Je suis en train de vous dire que la police fait une enquête de terrain à chaque fois sur la sécurité de certaines voies en fonction des informations qu’elle reçoit et des menaces qui peuvent peser sur les manifestations, sur les biens publics et sur les personnes. A partir de là, elle vous propose tel ou tel itinéraire. Comme l’a dit d’ailleurs le jeune Barthélemy Dias (Ndlr le maire socialiste a dit : ‘’ce qui compte, c’est la mobilisation, ce n’est pas l’itinéraire. Si le préfet nous dit prenez tel itinéraire, prenons-le. Cela n’est pas compliqué. Parce que ce qui compte, c’est que les gens voient qu’on a mobilisé. Ce sont les pancartes, c’est le discours, les échanges, la communication qui importent’’.
Dans ce débat sur le pétrole et sur le gaz, le nom du frère du président de la République revient tout le temps. Aliou Sall a-t-il quelque chose à avoir avec tout ce qu’évoque l’opposition comme nébuleuse ?
Je ne veux même pas parler de cela parce que ce n’est pas un débat. Il n’y a pas de débat. C’est quoi le débat ? Moi je ne comprends pas. C’est un non-débat. Le vrai débat, c’est un débat sur le développement économique du Sénégal.
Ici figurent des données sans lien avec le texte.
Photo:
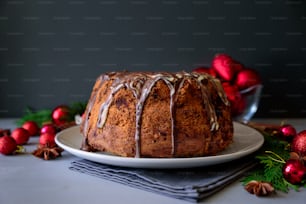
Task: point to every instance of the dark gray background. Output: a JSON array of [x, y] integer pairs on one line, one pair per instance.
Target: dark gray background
[[51, 51]]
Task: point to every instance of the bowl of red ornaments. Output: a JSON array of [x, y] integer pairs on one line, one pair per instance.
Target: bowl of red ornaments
[[241, 84]]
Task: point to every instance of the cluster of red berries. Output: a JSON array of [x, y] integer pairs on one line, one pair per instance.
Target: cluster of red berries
[[21, 135], [236, 79]]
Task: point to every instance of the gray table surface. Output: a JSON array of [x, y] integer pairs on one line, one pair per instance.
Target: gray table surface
[[27, 179]]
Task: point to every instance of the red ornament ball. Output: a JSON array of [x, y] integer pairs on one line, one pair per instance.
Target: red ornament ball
[[294, 171], [223, 65], [298, 143], [47, 139], [60, 115], [32, 127], [7, 145], [247, 78], [21, 136], [287, 131], [48, 128]]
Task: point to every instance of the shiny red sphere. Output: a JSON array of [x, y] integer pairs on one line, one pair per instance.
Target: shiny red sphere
[[60, 115], [20, 135], [48, 128], [294, 171], [32, 127], [47, 139], [298, 143]]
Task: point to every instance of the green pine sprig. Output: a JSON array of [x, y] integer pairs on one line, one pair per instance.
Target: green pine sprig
[[271, 157]]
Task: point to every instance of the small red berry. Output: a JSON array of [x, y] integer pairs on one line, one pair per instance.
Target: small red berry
[[60, 115], [32, 127], [287, 131], [48, 128], [47, 139], [298, 143], [20, 135], [7, 145]]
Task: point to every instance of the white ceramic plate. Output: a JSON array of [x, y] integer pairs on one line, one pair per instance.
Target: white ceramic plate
[[246, 141]]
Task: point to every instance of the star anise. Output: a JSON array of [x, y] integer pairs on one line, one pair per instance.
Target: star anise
[[259, 188], [46, 152]]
Qu’est-ce que l’opposition propose comme alternative à ce qui est en train d’être fait ? Qu’est-ce que qu’elle propose pendant que le budget passe à 3050 milliards, pendant que la part allouée à l’investissement dépasse les mille milliards, pendant qu’on met en place un programme énergétique qui va doubler la capacité énergétique du Sénégal en termes de production, avec un mix énergétique qui fait de nous des leaders en matière environnementale ? Qu’est-ce qu’elle propose pendant qu’on est en train de doubler la production de riz et d’arachide au Sénégal, pendant que nous sommes en train de multiplier par 200, je le confirme, les infrastructures routières au Sénégal ? D’ici à 2019, nous allons doubler le nombre de villages électrifiés au Sénégal sans compter les forages, les châteaux d’eau.
Aujourd’hui, le rêve, c’est de transformer le Sénégal en circuit autoroutier pour créer les conditions d’un développement soutenu et durable. Pendant ce temps, on nous tympanise avec Frank Timis, Frank gudi, Frank bëcëg, Frank fajar. Cela n’a pas de sens. Ce n’est pas cela le vrai débat.
Ceux qui disent que le pays ne change pas, je leur demande de prendre l’autoroute jusqu’à Sindia, de regarder à leur gauche, à leur droite. Ils verront ce qui est fait en quatre ans. Ils verront des cités entières s’élever vers le ciel. On n’a même pas besoin de discourir. Qu’ils y aillent, ils verront. Evidemment, quand on passe son temps dans les suites royales parisiennes et les hôtels, on ne peut pas s’apercevoir que le visage de ce pays est en train de changer. Dire que ce pays n’avance pas, c’est faire preuve de mauvaise foi.